Rental market stabilising
Published
16th Jun 2008
Marginal falls in rental returns for houses and flats are reported in the latest quarterly survey of member letting agents published today by the Association of Residential Letting Agents (ARLA). This, ARLA believes, is due to the number of new developments coming on-stream. The Association also points out that this demolishes the myth that rent levels are soaring.
Demand for rental property still outstrips supply in some areas, with the proportion of letting agents reporting this imbalance at its highest in Greater London and the South East, followed by Prime Central London and the rest of the country. Overall, the proportion of agents reporting more tenants than there are properties available to rent remains at a historically high level of 39%. However, average weighted rents for houses are down by 7% and for flats by 9%.
Commented Ian Potter, Head of Operations for ARLA, "We are seeing corrections in individual locations throughout the country. The main cause of these is the developments of new blocks of two-bedroomed flats coming on-stream. In many places this has had a positive effect as it has allowed the rental market to provide stability in housing at a time of volatility in the sales market. It also demolishes the myth of soaring rent levels. As before in volatile times, the rental market is proving to be the white knight for housing as a whole."
Average rents for a house range from £3,000 a month in London to £931 a month outside the South East. For flats, the rental difference is £2,000 a month in central London, £854 in the South East and £585 a month elsewhere.
The ARLA survey shows that most investment landlords (77%) are marking time and neither selling nor buying.
The average capital asset values of rented houses have fallen by 2.4% in Prime Central London, 1% in the rest of London and the South East and 5.1% in the rest of the UK. For flats, average values rose in the South East by 0.9% while falling 3% in Prime Central London and 8.1% in the rest of the UK.
The average values of rented houses are £800,000 in Prime Central London, £336,900 in the rest of the South East and £223,500 in the rest of the country.
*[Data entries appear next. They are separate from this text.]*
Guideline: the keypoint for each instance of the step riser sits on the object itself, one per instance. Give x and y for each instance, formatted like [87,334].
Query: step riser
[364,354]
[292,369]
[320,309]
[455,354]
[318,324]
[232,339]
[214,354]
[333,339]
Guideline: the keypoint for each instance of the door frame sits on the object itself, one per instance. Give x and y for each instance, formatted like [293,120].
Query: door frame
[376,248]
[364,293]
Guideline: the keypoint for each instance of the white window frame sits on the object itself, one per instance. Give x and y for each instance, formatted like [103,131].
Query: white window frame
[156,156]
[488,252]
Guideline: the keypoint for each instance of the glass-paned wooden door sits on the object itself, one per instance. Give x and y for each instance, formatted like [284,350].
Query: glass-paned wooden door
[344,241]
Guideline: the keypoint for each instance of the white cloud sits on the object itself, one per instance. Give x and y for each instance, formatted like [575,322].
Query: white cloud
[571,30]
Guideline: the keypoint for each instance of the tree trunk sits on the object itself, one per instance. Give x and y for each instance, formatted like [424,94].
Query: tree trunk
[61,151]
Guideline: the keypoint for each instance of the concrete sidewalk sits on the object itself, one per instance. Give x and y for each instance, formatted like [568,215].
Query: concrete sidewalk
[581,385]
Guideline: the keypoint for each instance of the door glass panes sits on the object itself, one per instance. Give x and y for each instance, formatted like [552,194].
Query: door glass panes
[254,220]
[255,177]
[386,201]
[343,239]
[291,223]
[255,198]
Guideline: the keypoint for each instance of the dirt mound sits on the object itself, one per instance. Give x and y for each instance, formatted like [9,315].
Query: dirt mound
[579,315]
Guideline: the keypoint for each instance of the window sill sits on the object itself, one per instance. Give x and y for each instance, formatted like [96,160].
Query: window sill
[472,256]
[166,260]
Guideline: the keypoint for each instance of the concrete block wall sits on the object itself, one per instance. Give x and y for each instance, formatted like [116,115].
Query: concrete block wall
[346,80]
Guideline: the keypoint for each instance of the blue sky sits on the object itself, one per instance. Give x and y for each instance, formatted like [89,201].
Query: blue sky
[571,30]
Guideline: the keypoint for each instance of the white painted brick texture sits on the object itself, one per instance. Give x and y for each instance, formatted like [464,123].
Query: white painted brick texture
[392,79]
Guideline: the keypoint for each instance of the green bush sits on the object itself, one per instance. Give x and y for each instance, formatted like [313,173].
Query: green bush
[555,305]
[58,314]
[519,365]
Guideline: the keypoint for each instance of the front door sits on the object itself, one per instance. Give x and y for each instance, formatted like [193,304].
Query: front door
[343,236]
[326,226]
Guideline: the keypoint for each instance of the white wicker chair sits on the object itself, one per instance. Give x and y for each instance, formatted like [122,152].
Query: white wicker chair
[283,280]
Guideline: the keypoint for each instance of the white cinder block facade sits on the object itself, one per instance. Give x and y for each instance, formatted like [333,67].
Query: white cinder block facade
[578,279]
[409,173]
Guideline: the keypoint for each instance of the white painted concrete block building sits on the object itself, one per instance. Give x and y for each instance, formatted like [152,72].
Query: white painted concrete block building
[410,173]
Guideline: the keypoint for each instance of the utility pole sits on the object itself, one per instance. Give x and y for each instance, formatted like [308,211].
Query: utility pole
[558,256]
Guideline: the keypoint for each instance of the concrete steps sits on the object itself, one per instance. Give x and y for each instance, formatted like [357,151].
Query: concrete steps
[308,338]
Rented flats in Prime Central London have an average price of £486,300, compared to £213,000 in the South East and £149,400 in the rest of the UK.
Void periods have continued to shorten. This quarter they have fallen from 24 to 22 days. Tenants are still staying in properties for longer for an average of 16.3 months against 16.1 months in the previous quarter. They stay the longest in central London at 17.3 months. In the South East they stay for 16.8 months and for 15.4 months in other areas. 17% of all tenants are immigrants.
The ARLA Survey of Letting Agents is the largest independent survey of its kind conducted in the Private Rented Sector and is supported by the ARLA Group of Buy to Let Mortgage Lenders: Bank of Ireland, Cheltenham & Gloucester, GMAC Residential Funding, Mortgage Express, NatWest and Paragon Mortgages. The Second Quarter 2008 survey was drawn from 444 responding lettings offices.